Le Jeu de fées Pantomimique Arlequinesque : La base des pantomimes encore jouées à Bakken au Danemark. Dans le paysage décrit ci-dessus (et peuplé des mêmes esprits belligérants), Arlequin, l’amant, emporte Columbine, déclenchant une poursuite de son papa, Cassandre, et de son serviteur Pierrot. La fin de leurs aventures est, bien sûr, leur union, bénie à contrecœur par leurs poursuivants.
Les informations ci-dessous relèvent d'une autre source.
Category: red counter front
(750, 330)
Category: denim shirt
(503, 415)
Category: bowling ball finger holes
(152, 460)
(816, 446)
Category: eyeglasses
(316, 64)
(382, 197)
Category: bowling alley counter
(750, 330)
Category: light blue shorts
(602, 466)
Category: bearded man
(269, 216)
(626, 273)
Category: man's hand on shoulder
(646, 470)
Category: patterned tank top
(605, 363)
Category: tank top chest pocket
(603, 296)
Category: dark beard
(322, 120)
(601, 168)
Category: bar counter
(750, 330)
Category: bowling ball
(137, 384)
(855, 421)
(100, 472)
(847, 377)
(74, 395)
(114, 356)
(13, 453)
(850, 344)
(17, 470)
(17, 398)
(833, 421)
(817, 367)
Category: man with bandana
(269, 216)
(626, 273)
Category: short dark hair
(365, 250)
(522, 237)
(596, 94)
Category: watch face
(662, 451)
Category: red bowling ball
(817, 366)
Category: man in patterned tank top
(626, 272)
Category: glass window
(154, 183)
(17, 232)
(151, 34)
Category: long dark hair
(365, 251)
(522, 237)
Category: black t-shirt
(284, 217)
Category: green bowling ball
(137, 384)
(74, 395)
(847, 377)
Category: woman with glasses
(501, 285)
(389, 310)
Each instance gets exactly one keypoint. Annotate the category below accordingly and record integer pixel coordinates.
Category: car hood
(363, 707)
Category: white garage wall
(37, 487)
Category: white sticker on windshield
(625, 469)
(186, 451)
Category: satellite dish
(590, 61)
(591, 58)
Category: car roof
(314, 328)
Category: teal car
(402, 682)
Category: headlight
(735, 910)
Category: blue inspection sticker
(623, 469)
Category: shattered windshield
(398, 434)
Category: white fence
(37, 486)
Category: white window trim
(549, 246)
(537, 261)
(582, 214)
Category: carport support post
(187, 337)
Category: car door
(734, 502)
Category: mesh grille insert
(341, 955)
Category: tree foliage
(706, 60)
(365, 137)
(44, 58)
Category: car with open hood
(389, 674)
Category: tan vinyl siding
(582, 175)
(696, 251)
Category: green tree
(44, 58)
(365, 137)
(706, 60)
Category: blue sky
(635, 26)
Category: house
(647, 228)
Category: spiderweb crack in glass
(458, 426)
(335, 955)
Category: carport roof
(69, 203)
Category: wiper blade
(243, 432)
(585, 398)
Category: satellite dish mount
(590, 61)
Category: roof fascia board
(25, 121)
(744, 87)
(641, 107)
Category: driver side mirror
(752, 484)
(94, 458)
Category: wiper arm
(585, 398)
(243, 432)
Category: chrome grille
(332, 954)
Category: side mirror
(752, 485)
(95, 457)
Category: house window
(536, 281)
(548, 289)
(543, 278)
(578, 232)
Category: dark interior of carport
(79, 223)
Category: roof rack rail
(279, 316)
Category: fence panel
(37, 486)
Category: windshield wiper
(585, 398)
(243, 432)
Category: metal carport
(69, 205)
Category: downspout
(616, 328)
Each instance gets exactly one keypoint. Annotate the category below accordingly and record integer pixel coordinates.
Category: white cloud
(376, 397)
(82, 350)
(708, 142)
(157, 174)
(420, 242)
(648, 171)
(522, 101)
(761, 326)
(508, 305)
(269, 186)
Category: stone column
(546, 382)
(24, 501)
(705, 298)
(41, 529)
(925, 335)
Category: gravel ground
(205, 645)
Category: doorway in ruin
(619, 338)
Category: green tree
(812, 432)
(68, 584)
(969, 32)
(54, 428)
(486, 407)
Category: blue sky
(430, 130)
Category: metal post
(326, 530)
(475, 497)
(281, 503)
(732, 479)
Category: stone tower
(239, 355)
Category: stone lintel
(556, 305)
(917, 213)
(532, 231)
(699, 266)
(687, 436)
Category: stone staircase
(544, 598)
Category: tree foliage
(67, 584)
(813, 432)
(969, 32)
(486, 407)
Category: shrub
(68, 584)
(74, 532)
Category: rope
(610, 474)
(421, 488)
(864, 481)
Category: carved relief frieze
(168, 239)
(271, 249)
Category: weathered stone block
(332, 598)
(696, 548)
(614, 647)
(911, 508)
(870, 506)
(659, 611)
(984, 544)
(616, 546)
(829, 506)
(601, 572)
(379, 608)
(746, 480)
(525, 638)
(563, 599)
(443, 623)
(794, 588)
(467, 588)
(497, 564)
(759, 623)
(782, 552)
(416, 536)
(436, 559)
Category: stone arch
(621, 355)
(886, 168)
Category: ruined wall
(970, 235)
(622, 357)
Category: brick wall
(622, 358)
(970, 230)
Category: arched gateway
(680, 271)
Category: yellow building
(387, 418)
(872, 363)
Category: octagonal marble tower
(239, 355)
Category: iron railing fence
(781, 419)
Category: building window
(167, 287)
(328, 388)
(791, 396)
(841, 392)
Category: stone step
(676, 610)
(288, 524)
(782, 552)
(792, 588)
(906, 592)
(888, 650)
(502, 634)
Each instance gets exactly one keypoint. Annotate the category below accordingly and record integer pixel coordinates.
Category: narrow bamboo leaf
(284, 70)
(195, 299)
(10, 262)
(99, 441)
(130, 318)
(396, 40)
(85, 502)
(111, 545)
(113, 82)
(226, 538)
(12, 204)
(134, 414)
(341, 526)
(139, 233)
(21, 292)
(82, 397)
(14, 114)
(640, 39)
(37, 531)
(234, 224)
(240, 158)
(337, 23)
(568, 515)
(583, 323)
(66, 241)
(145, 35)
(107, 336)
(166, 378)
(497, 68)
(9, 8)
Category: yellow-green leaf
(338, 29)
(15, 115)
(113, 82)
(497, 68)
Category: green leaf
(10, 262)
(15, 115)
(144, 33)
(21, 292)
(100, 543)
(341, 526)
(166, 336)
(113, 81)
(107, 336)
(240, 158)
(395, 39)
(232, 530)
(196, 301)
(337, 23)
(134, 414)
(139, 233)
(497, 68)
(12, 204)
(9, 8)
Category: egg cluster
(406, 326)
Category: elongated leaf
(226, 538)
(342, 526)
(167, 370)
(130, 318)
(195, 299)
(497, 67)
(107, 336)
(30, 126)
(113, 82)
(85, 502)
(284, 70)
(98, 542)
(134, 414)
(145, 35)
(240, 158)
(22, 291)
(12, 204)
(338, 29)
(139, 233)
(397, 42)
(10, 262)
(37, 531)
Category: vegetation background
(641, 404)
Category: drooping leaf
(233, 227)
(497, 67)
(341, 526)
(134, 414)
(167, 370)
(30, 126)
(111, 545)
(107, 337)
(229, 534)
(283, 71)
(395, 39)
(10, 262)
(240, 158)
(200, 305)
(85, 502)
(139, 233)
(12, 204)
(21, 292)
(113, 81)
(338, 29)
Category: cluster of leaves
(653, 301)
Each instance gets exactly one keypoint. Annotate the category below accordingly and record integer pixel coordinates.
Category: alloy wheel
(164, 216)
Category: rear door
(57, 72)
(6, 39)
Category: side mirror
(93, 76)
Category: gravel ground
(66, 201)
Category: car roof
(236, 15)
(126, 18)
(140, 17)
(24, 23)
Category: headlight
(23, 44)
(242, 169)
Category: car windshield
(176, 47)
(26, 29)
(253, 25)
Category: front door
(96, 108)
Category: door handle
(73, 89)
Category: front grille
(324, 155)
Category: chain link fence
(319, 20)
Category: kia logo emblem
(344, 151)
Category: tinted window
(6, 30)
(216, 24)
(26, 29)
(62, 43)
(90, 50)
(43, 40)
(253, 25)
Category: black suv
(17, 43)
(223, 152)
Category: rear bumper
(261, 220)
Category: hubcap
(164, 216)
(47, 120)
Exemples : Pierrot Partout (1839); Les Trois Bossus (1842).
Le Jeu de Fées Pantomimique Arlequinesque à l’anglaise : Emprunte l' » ouverture  » de la pantomime anglaise du début du XIXe siècle : à la levée du rideau, deux prétendants se disputent pour la même jeune femme, et son père, avare, choisit la plus riche des deux. Une fée apparaît pour protéger les plus méritants sur le plan sentimental (Arlequin, après sa transformation) — et pour changer tous les personnages en types Commedia. Commence alors la poursuite. Exemples : Les Épreuves (1833); Amour et Folie, ou La Cloche Mystifiante (1840).